A ‘decapitation’ roils Britain on election eve
Theresa May holds her ‘head’ but retains a slight polling lead
Britain finally votes on Thursday, and Theresa May and the Conservatives, who expected to win a landslide when the prime minister called this “snap election” six weeks ago, are expected to stumble across the finish line 5 points ahead of the Labor Party.
But this, according to the London Daily Telegraph, would still give the Tories a large majority in the Parliament, with perhaps 375 of the 600 seats, dwarfing the 275 the highly regarded pollsters of the University of East Anglia predict for the Labor Party of Jeremy Corbyn.

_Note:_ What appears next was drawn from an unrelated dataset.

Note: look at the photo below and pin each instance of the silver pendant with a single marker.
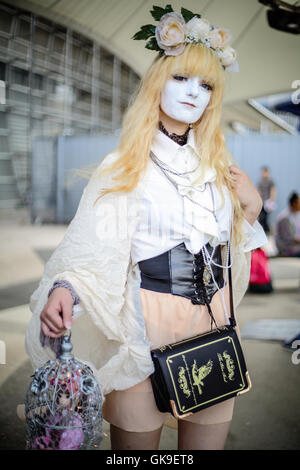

Mrs. May unexpectedly called the election because, with visions of landslide in her imagination, she thought it would dramatically expand her majority and strengthen her hand in negotiating the British exit from the European Union. The Europeans, like spurned aging and wrinkling lovers, are determined to make the exit as difficult and expensive for Britain as they can. Mr. Corbyn has hinted that he might be tempted to find a way, unlikely as it would be, to temper or even undo the Brexit vote, the better to deliver on his fairy-tale wish list in expanding Britain’s welfare state.
The polls showed a movement toward Labor over the past fortnight; some of the pollsters even suggested last week that the overall Tory lead had shrunk to a single point. Since then the Tory lead in most polls has expanded, offering Mrs. May a bit of breathing room — not much, but a bit.
In the wake of the latest radical Islamic terrorist massacres, first in Manchester and then last week at London Bridge, Mrs. May raised the heat in her denunciations of radical Islamic violence. “Enough is enough!” she cried after seven Britons died when a terrorist drove a van through a crowd at London Bridge, in central London, and he and an accomplice jumped out to slash several bystanders.
The last day of the election campaign was enlivened with the publication, in the Paris magazine Charlie Hebdo, of a cover drawing of a decapitated Theresa May, holding her head, over the caption: “Too much is too much.” The mistranslation of her remark softened the impact of the sentiment, but the drawing nevertheless outraged many Britons, reminiscent of the outrage in the United States over comedienne Kathy Griffin’s portrayal of herself holding a model of a bloody head meant to resemble Donald Trump. Poor taste is in ample supply everywhere.